The last statistical technique used in valuation analyses that will be discussed in this article is Analysis of Variance (ANOVA), which is used to test two distinct data samples to determine if they originate from two different populations.33 In valuation analyses, ANOVA is often utilized to determine if the samples originate from the differences, or variances, between a sample of data with a particular characteristic and a sample of data without the characteristic of interest. There are two types of ANOVA: (1) One-Way ANOVA, which looks at a single factor or single classification; and, (2) Two-Way ANOVA, which looks at multiple factors or multiple classifications that vary among the samples. 34 An ANOVA is conducted by comparing the means of more than two populations or treatments to determine whether the means are identical.35 This technique could be utilized to examine a scenario where a new state law (or multiple laws in different states) has been ratified that affects the value of small physician practices. The ANOVA would be used to determine if the law has any effect on the value of the practice (or if any practices across state borders are at a disadvantage because of the varying degree of said laws).
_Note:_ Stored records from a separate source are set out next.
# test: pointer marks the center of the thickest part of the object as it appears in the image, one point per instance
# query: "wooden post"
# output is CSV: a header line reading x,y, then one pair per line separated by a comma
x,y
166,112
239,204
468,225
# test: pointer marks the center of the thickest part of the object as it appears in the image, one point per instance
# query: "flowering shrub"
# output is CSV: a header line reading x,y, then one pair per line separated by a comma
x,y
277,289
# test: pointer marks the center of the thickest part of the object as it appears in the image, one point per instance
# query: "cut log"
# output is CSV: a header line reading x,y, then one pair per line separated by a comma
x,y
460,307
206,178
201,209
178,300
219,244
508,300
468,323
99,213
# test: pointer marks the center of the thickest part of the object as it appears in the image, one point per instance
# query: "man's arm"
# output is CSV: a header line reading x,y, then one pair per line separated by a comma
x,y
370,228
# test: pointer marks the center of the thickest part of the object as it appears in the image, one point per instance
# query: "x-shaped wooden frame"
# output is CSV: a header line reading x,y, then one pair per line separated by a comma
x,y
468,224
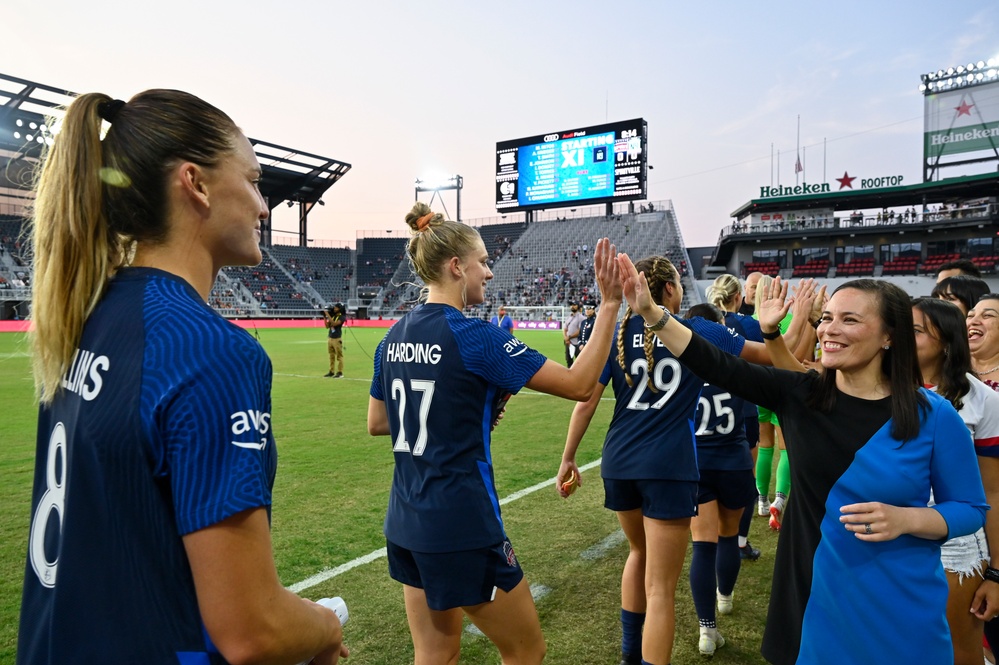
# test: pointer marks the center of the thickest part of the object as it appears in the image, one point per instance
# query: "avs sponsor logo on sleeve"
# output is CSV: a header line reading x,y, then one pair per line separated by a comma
x,y
514,347
249,429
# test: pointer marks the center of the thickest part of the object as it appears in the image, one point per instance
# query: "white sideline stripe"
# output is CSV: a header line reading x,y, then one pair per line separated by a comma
x,y
601,549
330,573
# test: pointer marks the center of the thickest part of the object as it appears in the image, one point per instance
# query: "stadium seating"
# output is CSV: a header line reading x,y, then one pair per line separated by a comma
x,y
812,268
932,263
858,267
902,265
766,267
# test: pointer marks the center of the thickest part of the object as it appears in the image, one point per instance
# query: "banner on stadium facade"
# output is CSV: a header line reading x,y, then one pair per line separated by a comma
x,y
961,120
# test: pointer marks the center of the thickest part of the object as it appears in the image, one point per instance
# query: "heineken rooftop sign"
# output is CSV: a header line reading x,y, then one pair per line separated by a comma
x,y
846,182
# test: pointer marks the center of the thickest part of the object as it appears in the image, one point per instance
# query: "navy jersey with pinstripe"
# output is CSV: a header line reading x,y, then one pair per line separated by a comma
x,y
443,378
651,435
720,429
831,583
162,428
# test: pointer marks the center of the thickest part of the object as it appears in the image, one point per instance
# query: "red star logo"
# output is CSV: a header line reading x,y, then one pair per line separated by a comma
x,y
846,180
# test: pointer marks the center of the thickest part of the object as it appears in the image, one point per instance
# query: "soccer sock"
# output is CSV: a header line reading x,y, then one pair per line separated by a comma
x,y
702,579
783,474
764,469
727,564
745,521
631,634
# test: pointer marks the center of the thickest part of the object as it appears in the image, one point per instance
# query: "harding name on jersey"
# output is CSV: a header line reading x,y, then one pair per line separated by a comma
x,y
409,352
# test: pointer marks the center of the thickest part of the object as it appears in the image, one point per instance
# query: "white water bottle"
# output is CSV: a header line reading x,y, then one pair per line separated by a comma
x,y
338,606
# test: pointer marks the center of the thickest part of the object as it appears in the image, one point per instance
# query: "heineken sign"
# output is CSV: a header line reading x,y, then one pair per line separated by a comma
x,y
846,182
797,190
965,119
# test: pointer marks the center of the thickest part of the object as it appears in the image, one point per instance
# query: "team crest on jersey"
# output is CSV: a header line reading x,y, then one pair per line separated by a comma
x,y
511,558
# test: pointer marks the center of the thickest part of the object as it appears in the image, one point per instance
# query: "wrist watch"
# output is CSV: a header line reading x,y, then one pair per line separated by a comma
x,y
661,323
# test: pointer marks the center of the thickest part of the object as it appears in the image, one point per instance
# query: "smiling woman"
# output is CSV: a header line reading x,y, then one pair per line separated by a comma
x,y
983,338
867,441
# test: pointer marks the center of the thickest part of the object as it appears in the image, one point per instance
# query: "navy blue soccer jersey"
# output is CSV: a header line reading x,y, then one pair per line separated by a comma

Having reviewed each of these statistical concepts and techniques, it is necessary to recognize the problems and potential pitfalls that may arise when relying on these techniques. First, utilization of most statistical techniques require a sufficiently large sample size. The Law of Large Numbers, eventually refined with the Central Limit Theorem, states that as the size of a sample increases, the expected value of the sample mean approaches the population mean.36 If sample sizes are not sufficiently large, the results of a statistical analysis built from such data may not accurately indicate information about the dataset, due to the lack of datum to defuse the effects of outliers.37 Another issue when performing statistical analysis is non-representative samples, or sample bias, which occur when the data gathered does not hold the same properties as the population, thereby not accurately representing the population.38 For example, if a sufficiently large sample of physician practices, without technical components, is used as a benchmark for companies with significant technical component revenue streams, unreliable results and interpretations may result, due to the financial and operational differences between the companies; the sample used in the benchmarking would not accurately portray the population, leading to inaccurate conclusions drawn from the data. Random sampling, a process in which every observation has an equal chance of being chosen, can help reduce the probability of sample bias.39

Additionally, valuation analysts should note the potential for errors when drawing conclusions based on the results of hypothesis testing. Specifically, erroneous conclusions drawn from the results of hypothesis testing are classified as either type I or type II errors. A type I error consists of rejecting a null hypothesis when it is true, and a type II error is when a false null hypothesis is not rejected.40 Unfortunately, type I and type II errors are inherent to hypothesis testing. The probability of each type of error is inversely related; thus, attempting to decrease the likelihood of one error will increase the likelihood of making the other error. Therefore, an analyst must decide prior to hypothesis testing what is an acceptable probability for each error type based on the analysis being conducted.41

Valuation analysts should consider the utility of the descriptive statistical methods described above during the course of an engagement. In particular, one or more methods in descriptive statistics may support the defensibility of a particular opinion depending on the needs set forth in the engagement and the data being studied, so long as common pitfalls are avoided and statistics are not misused or misrepresented in the analysis. The third installment of this six-part series will discuss the coefficient of variance, its significance in statistics and valuation analyses, and potential pitfalls or mistakes in its interpretation.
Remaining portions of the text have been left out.